I know i am depressed but i would never want anyone to know, i think about killing myself almost everyday. Why not? Maybe in the next life i won’t be like this, maybe i will be a better person. A perfect person. Even if nothing happens after we die i think that would be better than this. Nothing actually sounds pretty good. No one knows i feel like this and honestly if i died they would get over it. I am an ugly, worthless, fat piece of shit. People use me because i don’t stand up for myself, i am too worried that i will say something careless and people wont like me. I try to be a good person but i am not. I think about these things all day, all the time, they are the only thoughts running through my head when i am alone. Then i think ‘ wow your a *****, there are people with real problems and you are crying because you hate who you are’. Its not like i have a reason to be depressed, i have a really great family a few close friends, my life isn’t bad.
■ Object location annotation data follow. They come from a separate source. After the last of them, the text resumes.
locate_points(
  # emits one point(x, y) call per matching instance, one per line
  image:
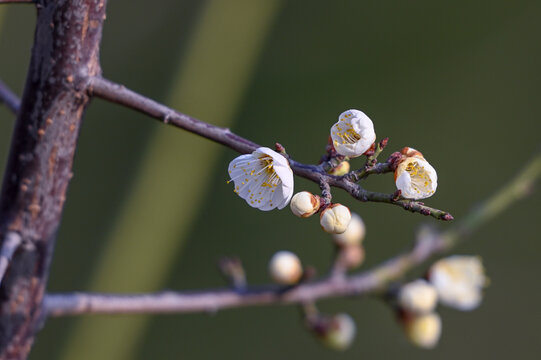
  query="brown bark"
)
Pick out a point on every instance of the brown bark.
point(64, 56)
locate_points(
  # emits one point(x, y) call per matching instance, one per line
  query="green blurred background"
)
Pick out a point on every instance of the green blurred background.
point(149, 207)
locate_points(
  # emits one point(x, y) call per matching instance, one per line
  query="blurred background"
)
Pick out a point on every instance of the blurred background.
point(149, 207)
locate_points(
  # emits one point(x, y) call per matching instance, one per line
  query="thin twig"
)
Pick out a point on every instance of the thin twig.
point(11, 243)
point(374, 280)
point(9, 98)
point(119, 94)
I am just a terrible person, if i am hanging out with someone i think about these things a lot less but lately i have had mass amounts of time by myself.
I really just want these thoughts to end, i am so lonely and it hurts. I have been hurting like this for years and i am sick of it, you can only pretend to be happy for so long before you crack. (I keep re-reading this post thinking that i sound like a *****)
2 comments
Your not a terrible person nor are you a *****. You’re just depressed. Don’t be so hard on yourself
What do i do. How do you get out of being depressed? I am happy sometimes and i love it but it just never lasts. How do you just stay happy? How do you like yourself? Right now, i just don’t know.